Now, we can all pretend that we still live in a 3x3 world, at least until Chase, Bank of America, and Wells Fargo take over everything, or we can learn to become more like Feliks mastering the 5x5 in 38.52 seconds. It's a stark reality. We need to get better, faster, and smarter. Ignoring technological advances is just simply not an option. Even if we don't think the big money center banks can ever completely take over, we still have to contend with the fintechs jumping up around every corner.
My son the Gen-Z-er, has also opened a Robinhood account to trade partial shares of the stocks he likes, including Adobe, Amazon, and Apple. You recognize all the names. He's not alone. All of his friends are doing this, too. They all trade and they compare their performance. Admittedly, the dollar amounts are small, but they want to play the game. I imagine they aren't particularly interested in CDs at 0.05%.
These are your core customers in 10 years. To bank them, you need to be 5x5 proficient—maybe 6x6.
We can master this puzzle. We can win. But the center has moved and will keep on moving. We need new institutional capabilities. We cannot look at fintech or other new services and think we don't have to match, and often beat them. But like my son and his 4x4, or Felix and his 5x5—learning, effort, and practice will be required, and we'd better get started!

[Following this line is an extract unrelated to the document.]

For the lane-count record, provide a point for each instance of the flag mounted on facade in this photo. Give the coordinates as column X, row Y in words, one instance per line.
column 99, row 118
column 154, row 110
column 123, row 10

To my mind, the single statistic parameters that we have always used, like yield and duration, are the equivalent of executing a 3x3 cube. Yes, they may have sometimes worked ok in the past, but they are literally the road to failure in a 5x5 world. You cannot rely on that level of "technique" if you want to compete in this new era of banking. Please hear me. They are not good enough.
Yusheng Du is ranked #1 in the world at 3x3 Rubik's. You know who is ranked second? Feliks Zemdegs of 5x5 fame. Do you wonder where Yusheng Du is ranked on the 5x5 board? He's 66th. Feliks is also ranked #2 on the 7x7 Dayan cube. Yusheng doesn't break the top 100. Still impressive, but notice the asymmetry of skillsets? We need to be aiming at Feliks-like outcomes.
Hopefully, we'll never see banking like this: 33x33.
Final, final thought: It might be impossible to beat a really good fish taco. Seriously.